# Possible to convert to a low tech Walstad tank



## MiniBlueDragon (Jul 13, 2010)

Hi folks,

I've been pretty happy with my current tropical tank for several years now with the following setup:

- Rekord 800 tank (110l)
- 2x 18w T8 tubes, one white light at the front and one plant grow at the back.
- Upgraded filter to Bioflow 600.
- Generic fine grained sand substrate.
- Various low maintenance plants (Vallis Torta, Anubia Nana Bonzai, Dwarf Hairgrass and previously had Swords, Cabomba, Java Fern, Vallis Spiralis).
- Dosing with SeaChem Flourish and Flourish Excel for the Dwarf Hairgrass.
- 1x Tiger Pleco, Pair of regularly breeding Kribs, 2x SAE's, 2x American Flagfish, 2x Black Neon Tetra, 2x Swordtails, 1x Albino Cory, 4x Ghost Shrimp, 3 Zebra Snails, Unknown number MST's

Ordinarily when I go through the process of re-landscaping my tank every few months I tend to do everything with the fish and inverts still in the tank still as it's never anything traumatic, however my latest idea of converting it to a Walstad type tank has confused me.
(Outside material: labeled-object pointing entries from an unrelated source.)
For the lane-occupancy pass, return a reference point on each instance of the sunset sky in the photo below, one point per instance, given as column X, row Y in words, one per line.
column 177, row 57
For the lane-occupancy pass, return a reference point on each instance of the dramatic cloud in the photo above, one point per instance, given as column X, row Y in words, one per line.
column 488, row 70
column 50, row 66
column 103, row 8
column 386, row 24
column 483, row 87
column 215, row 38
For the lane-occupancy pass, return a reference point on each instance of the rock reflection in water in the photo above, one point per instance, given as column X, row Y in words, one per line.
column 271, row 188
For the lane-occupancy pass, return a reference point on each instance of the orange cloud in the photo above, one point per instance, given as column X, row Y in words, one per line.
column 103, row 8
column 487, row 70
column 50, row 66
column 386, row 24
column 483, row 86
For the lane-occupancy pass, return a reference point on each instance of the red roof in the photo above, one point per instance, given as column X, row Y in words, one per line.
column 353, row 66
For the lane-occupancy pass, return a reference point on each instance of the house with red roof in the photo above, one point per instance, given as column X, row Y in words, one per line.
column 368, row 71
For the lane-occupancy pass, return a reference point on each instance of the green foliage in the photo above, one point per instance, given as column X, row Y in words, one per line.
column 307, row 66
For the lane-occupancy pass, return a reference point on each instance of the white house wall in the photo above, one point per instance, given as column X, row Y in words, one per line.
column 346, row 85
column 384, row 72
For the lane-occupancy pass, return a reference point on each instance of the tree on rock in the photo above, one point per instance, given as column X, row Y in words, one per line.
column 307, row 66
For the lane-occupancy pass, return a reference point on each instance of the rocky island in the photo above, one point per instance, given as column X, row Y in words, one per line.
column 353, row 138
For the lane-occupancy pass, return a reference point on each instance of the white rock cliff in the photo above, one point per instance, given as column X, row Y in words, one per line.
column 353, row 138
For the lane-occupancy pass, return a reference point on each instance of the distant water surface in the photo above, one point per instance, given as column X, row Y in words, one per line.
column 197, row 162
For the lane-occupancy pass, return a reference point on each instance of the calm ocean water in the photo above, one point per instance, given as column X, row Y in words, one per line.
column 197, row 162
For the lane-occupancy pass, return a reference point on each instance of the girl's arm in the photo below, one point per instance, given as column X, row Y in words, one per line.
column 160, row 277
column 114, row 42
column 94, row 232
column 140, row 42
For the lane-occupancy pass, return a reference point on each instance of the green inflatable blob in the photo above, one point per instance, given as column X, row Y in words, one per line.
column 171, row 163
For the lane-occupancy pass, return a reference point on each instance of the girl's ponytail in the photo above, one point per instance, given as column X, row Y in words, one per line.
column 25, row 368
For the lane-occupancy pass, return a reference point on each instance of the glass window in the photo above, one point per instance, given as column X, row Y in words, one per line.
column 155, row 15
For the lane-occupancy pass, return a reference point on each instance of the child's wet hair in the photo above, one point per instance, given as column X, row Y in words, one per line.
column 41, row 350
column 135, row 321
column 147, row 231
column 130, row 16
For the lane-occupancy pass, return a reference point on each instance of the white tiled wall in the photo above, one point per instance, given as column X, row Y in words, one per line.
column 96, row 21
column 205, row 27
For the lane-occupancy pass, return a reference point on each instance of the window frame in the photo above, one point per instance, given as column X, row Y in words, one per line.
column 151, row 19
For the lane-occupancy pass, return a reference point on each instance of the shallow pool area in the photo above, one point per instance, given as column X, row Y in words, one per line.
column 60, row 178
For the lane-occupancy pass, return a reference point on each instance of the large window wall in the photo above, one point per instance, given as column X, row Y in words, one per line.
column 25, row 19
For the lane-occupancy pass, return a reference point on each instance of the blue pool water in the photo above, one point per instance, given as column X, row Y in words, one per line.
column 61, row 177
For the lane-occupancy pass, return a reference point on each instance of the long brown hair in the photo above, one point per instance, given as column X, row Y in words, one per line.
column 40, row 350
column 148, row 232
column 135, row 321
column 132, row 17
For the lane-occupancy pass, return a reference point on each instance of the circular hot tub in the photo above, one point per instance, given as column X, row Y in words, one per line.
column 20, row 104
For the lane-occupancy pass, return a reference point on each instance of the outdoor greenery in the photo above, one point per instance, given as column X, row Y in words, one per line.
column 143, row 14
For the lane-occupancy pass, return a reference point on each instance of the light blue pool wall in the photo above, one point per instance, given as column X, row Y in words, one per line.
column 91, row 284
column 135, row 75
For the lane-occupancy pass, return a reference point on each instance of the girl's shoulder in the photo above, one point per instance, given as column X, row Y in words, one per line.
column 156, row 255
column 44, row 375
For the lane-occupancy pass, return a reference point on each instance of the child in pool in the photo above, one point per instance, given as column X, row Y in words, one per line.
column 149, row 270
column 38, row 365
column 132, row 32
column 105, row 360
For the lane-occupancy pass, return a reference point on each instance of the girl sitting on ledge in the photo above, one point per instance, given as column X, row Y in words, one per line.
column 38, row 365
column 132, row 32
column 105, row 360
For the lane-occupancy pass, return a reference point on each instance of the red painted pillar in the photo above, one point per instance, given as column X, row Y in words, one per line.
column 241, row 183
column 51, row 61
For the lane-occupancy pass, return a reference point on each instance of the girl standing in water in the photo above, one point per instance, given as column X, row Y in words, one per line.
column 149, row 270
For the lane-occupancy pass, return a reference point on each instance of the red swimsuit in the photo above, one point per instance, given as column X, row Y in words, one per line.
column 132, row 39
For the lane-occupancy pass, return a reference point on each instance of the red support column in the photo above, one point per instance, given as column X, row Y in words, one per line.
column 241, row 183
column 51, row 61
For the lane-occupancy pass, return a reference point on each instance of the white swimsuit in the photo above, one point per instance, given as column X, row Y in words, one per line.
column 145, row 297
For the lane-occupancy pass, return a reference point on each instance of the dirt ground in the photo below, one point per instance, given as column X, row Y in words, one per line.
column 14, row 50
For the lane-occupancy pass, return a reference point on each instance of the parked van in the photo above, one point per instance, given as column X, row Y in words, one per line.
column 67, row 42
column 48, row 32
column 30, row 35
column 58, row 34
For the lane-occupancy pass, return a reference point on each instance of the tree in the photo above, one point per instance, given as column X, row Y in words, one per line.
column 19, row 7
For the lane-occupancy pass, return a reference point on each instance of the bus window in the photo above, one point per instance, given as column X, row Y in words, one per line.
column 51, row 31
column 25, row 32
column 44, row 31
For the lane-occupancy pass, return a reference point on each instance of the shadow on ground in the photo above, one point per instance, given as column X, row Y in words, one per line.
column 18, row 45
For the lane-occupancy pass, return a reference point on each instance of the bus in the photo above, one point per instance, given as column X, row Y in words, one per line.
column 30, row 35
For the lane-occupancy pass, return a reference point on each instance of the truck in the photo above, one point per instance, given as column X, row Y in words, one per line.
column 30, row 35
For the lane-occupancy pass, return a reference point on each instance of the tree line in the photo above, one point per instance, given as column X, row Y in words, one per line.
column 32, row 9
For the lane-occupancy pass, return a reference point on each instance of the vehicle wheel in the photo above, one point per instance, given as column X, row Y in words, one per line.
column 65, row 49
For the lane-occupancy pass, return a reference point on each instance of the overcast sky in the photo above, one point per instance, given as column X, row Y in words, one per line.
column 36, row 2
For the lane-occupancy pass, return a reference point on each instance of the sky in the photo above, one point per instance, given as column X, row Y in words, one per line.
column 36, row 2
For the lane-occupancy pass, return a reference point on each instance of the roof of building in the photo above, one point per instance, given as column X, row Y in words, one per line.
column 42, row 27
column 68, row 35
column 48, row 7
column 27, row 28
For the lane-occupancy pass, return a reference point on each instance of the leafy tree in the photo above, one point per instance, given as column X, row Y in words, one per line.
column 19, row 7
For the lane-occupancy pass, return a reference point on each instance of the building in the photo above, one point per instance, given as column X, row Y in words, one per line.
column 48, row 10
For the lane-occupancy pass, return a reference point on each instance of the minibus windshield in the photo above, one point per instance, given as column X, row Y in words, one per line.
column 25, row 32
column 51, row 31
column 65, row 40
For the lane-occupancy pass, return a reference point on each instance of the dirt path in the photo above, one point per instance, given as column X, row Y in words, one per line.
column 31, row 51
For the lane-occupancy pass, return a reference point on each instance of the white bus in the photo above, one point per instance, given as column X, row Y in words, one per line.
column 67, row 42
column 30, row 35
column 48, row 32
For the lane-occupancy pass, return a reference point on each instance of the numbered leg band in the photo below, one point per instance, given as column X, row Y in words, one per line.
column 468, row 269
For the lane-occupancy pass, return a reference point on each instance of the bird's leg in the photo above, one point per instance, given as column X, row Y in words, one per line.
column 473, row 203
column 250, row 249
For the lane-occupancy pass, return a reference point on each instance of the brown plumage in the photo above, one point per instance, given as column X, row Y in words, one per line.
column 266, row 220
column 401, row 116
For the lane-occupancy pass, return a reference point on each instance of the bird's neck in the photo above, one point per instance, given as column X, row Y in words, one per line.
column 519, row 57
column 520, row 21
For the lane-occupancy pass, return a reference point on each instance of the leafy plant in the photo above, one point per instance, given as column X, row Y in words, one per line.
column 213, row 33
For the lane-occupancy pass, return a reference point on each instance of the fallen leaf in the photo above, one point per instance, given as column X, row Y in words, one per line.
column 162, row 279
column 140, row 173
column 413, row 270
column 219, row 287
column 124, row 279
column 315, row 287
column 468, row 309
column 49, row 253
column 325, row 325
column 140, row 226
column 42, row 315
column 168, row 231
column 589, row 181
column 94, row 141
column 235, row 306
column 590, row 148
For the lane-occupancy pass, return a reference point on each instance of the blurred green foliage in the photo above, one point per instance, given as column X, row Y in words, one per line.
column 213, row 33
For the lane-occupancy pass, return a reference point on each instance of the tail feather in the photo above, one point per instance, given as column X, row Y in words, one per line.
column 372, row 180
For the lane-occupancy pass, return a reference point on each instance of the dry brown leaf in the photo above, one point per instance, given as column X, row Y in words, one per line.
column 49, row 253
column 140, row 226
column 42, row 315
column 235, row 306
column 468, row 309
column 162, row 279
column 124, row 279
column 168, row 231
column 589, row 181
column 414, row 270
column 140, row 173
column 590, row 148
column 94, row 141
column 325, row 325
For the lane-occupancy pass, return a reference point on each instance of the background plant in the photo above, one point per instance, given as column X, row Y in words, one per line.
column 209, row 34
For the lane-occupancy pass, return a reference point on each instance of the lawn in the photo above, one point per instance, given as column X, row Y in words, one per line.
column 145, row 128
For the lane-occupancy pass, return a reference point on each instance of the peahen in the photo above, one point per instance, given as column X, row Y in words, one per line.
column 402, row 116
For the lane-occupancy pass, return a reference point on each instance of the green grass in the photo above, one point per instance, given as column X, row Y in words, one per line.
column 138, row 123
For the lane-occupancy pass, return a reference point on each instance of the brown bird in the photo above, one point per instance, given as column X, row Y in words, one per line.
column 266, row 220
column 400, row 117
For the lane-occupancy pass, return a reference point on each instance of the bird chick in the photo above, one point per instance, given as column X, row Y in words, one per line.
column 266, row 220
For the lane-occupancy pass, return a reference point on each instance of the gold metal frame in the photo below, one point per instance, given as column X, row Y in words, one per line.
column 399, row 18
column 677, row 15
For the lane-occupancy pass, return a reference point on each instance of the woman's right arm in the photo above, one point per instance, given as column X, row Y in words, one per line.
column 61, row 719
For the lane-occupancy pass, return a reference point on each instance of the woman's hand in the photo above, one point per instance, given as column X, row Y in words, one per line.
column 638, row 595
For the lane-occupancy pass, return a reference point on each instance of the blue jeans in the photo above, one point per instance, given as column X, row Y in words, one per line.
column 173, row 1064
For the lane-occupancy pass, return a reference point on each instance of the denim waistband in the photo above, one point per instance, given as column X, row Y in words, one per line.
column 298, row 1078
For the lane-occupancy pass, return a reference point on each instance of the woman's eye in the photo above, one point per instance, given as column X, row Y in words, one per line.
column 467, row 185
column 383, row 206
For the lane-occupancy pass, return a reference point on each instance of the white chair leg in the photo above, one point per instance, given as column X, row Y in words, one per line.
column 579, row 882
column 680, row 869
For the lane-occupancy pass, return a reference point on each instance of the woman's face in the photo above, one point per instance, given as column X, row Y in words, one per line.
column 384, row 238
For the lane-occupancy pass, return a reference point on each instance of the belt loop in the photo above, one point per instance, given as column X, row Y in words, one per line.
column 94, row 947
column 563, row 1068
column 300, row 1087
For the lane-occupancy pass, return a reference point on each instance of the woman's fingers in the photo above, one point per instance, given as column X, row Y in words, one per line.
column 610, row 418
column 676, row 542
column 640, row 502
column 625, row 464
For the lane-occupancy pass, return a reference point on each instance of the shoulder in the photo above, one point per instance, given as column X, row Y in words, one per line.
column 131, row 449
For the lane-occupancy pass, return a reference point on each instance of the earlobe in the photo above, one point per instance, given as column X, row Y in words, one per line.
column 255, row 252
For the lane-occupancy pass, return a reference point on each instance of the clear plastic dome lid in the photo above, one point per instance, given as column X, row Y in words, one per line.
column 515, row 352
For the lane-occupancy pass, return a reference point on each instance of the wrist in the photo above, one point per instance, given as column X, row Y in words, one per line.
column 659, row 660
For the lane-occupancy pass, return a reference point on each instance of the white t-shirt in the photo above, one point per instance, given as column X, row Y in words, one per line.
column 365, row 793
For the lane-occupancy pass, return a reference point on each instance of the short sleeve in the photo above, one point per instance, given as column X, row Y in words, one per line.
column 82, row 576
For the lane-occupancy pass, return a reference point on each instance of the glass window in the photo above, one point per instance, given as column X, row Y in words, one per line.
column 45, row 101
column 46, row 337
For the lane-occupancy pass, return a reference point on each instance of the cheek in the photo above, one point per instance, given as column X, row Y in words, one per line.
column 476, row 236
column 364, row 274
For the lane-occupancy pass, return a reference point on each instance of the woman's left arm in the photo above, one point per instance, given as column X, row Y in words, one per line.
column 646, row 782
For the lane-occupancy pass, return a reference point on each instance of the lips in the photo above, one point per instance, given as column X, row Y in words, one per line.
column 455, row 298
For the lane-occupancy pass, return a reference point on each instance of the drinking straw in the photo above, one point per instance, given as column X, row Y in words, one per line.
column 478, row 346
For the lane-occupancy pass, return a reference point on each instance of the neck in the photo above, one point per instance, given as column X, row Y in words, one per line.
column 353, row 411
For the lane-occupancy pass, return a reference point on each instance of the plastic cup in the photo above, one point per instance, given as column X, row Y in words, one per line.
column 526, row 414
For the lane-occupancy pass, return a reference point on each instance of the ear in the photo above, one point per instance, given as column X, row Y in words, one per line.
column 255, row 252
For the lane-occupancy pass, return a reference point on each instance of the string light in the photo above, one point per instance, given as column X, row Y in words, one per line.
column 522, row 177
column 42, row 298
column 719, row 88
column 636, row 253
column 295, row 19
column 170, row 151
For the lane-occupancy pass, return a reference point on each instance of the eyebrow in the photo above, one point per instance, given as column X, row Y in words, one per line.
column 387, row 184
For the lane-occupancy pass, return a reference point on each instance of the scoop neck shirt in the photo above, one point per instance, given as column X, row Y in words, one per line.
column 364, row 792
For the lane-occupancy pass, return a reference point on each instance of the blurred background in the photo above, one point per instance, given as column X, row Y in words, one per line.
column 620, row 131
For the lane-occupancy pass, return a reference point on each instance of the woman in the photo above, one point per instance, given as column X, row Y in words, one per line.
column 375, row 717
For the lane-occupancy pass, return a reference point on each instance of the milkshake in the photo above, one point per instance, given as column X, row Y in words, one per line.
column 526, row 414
Is it possible to do that type of transformation without transferring the fish somehow and do I even have the pre-requisites to create a Walstad tank based on the above? I don't think I'm far off except perhaps in the watts per gallon area.

Thanks in advanced.


----------



## Michael (Jul 20, 2010)

Your tank and equipment would be fine for a Walstad set up. You would be able to stop using the Flourish and Excel.

I foresee two problems. As you know, Walstad tanks depend on a soil substrate It will be very difficult to add soil to your current tank without taking every thing out. The only way I can think of is to freeze the wet soil first. Spread a shallow layer of it in a plastic container and put it in the freezer until it is solid. Then move some sand aside, put in a piece of frozen soil, then put the sand back on top of it. The frozen soil may float, so you will need to cover it quickly with enough sand to prevent that. You might also need to use some rocks to hold it in place, which could be removed later. I would do a section at a time.

The second problem might be your Kribs. Most of them dig when breeding, enough to disturb the soil layer in a Walstad tank and make a mess. Yours may not do this.

Please let us know how it turns out if you decide to proceed.

--Michael


----------



## MiniBlueDragon (Jul 13, 2010)

Thanks Michael.

If I was going to convert the tank I'd scoop out all the existing sand and then siphon out the remaining bits of sand with my gravel vac (normally used to clean the surface of the sand) and start with an empty shell for the landscaping. As with sand being added I'd assume there's a certain amount of clouding that would occur when adding the soil but I'm not sure how much and how it would affect the fish?

My kribs dig, dig and dig some more when they breed. My sand substrate is around 1.5" deep and underneath the coconut shell they call home they've dug out so much that the back of the shell is touching the glass base. I do try and re-level everything in between their breeding spells but lately it's been batch after batch of fry. Does that mean a Walstad is a no go for my tank if I have Kribs?


----------



## Michael (Jul 20, 2010)

I don't think there is any way to add loose soil to a tank already filled with water without making a huge mess. And it doesn't sound like your Kribs are going to be compatible with a soil substrate. I hate to discourage you because I really like soil-based tanks, but it may not be the best option for you.


----------



## MiniBlueDragon (Jul 13, 2010)

Well that's a shame. I did think that perhaps the submerged bottle trick may help with adding the soil (filling a bottle with soil, letting it submerge in the tank for the air to escape and then flipping it in the tank to let the soil fall out, keeping the mucky water in the bottle) but I have no way to be sure so it's not worth the risk.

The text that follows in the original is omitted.